Le Mondolkiri est la province tout à l’est, géographiquement et culturellement éloignée du reste du pays. C’est la terre des Bunong, minorité ethnique animiste, qui ont longtemps utilisé les éléphants comme animaux de trait.

De nouvelles initiatives écotouristes sont apparues pour tenter de délivrer les éléphants de cette utilisation peu satisfaisante et d’apporter d’autres ressources à leurs maitres, qui vivent essentiellement de chasse, cueillette et culture.

Du fait des croyances des habitants (les éléphants devraient être mariés pour se reproduire…) et des habitudes de traitement (quelquefois rudes), le nombre d’éléphants a drastiquement diminué dans la région, rendant ces projets particulièrement bienvenus.

J’ai donc passé quelques heures en compagnie d’un garde et de Princess, éléphante coulant à présent des jours plus heureux, entre nourriture (ces animaux peuvent ingurgiter deux cents kilos de bambous par jour), repos et bain. Une journée très calme dans la jungle, au plus près de la bête…

 

Nous avons terminé le tour par une visite du village de Putang. Etant donné le manque de moyens, les habitations étaient très simples, les gens battaient le riz sans machine et il n’était pas rare de voir de jeunes enfants à moitié nus.

 

En route pour les chutes d’eau de Bousra depuis Sen Monorem, j’ai pu me rendre compte à quel point le lieu méritait son nom, avec ce véritable enchainement de vallons à la végétation très dense.

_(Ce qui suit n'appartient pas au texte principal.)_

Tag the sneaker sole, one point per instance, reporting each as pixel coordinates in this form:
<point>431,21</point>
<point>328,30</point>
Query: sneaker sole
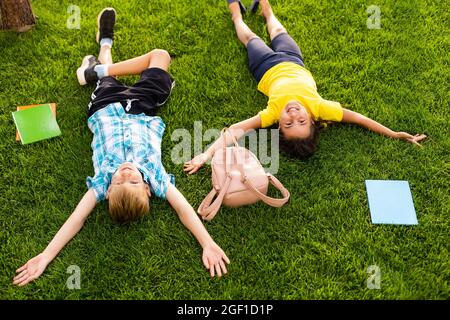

De vraies « montagnes russes » !

Des routes en terre rouge s’écartaient de l’axe principal pour rejoindre, au choix, des plantations de poivre, de bananes ou des palmeraies. Le coin est en effet très prisé de nombreux industriels sans scrupule qui grignotent petit à petit les ressources naturelles, particulièrement la forêt, pour y installer ces cultures plus rentables.